Title: Angel Beats!
Published by: Siren Visual (Australia / New Zealand)
Based on: An anime-exclusive series
Genre: Action, Comedy, Drama, Fantasy
Audio: English and Japanese
Subtitles: English Subtitles
Aspect Ratio: 16:9 Anamorphic Widescreen
Runtime: 300 minutes
Classification: This title has been classified M for Animated Violence and Infrequent Coarse Language
Blurb: Angel Beats brings in several of the staff and studios from previous KEY series (Eg. Clannad, Kanon etc) and is an anime exclusive series, rather then adaptations of visual novels. The storyline follows a group of teenagers/young-adults who are now dead, and awoken in a school of the afterlife filled with NPC students/teachers and a mysterious girl called Angel who punishes students who do not follow a happy student life. Of course, this wouldn’t be an anime series without the dead students rebelling, having means to fight back against Angel with the overall intention of rebelling against god. The storyline has its merits and is overall a pleasurable watch, however as it was with the series Air – it could have used an extra 12 episodes to extend the story. Design was of a consistently high standard and the music was also strong.

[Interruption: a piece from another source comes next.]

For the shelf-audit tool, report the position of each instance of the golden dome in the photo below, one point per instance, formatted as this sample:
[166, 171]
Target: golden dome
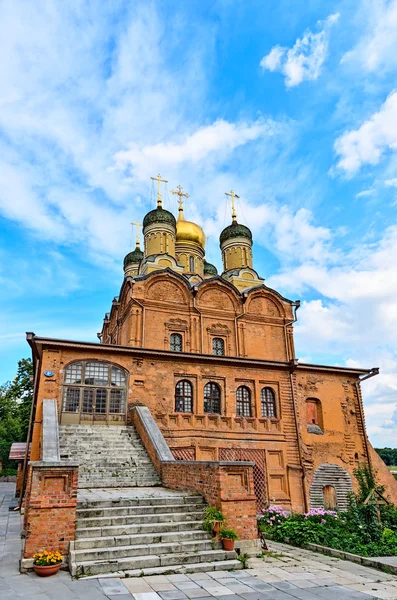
[188, 232]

Special Thanks: Siren Visual PR Team for providing me with a review sample of this title.
Finally after many requests since its original Japanese release in the first half of last year, Angel Beats has now been released in Australia. The KEY line of anime series, which encompass both visual novel adaptations such as Air, Kanon and Clannad and now anime-exclusive series such as this one have always been highly regarded as series of high quality storylines, music and design and as you would expect, Angel Beats is of no exception. If you want to know more, please read on for my review of the series.
Otonashi Yuzuru has one memory: he died.
He’s stuck in a high school of the afterlife, his own surreal purgaroey with two choices: give up his connection to life and submit to his fate… or fight against God! If he choses the latter option, the Shinda Sekai Sensen (SSS) is here to help – they’re here to see that your untimely death is avenged. One problem though: Angel, the president of the student council.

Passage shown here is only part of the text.